2025 AIChE Annual Meeting

(58j) Maximizing the Data Efficiency of Experimental Planning Algorithms for Quantifying Material Structure-Property Relationships

Design-build-test-learn strategies based on simulations and experiments are increasingly employed to accelerate materials discovery and characterization. However, these design campaigns are limited by the availability of time and resources, constraining the range of problems to which these strategies can be applied and the fidelity of the chosen simulation or experiment. Therefore, it is essential that maximally efficient experimental planning algorithms are employed to limit the time and resource usage of data-driven materials design strategies. Despite this, there is no consensus on how to most effectively employ experimental planning strategies for choosing experiments that maximize understanding of material structure-property relationships with limited data.

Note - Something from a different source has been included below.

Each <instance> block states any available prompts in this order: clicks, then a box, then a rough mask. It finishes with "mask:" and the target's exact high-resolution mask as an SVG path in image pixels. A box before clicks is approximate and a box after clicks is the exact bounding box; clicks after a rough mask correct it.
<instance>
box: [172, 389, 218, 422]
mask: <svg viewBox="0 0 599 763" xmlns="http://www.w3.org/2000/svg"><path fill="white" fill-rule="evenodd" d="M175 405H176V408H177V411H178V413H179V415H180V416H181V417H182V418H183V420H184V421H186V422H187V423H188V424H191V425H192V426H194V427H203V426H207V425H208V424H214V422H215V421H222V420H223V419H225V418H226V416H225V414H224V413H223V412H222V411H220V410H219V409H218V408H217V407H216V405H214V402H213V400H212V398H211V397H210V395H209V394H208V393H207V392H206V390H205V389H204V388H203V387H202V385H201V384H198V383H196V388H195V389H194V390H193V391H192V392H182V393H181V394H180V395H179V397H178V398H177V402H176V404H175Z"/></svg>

To address this gap, we compare the performance of 100 data selection strategies for building machine learning models for materials property prediction on 95 tasks sourced from literature. From these results, we identify attributes of top-performing strategies, rationalize the shortcomings of low-performing strategies, and characterize how properties of tasks (e.g., property landscape roughness) influence data efficiency. Specifically, we show how neural network-based active learning algorithms outperform alternatives even in low-data scenarios, that space-filling algorithms can rival active learning algorithms on certain tasks, and that molecular representations based on small sets of physico-chemical features tend to be more data-efficient than more sophisticated representations. Motivated by these insights, we investigate how incorporating additional factors, like domain structure, meta-learning, and foundation models, impacts the efficiency of experimental planning algorithms in data-scarce scenarios.

Overall, we provide a comprehensive survey of data-efficient experimental planning strategies, recommend best practices for future materials design campaigns, and suggest avenues for further study.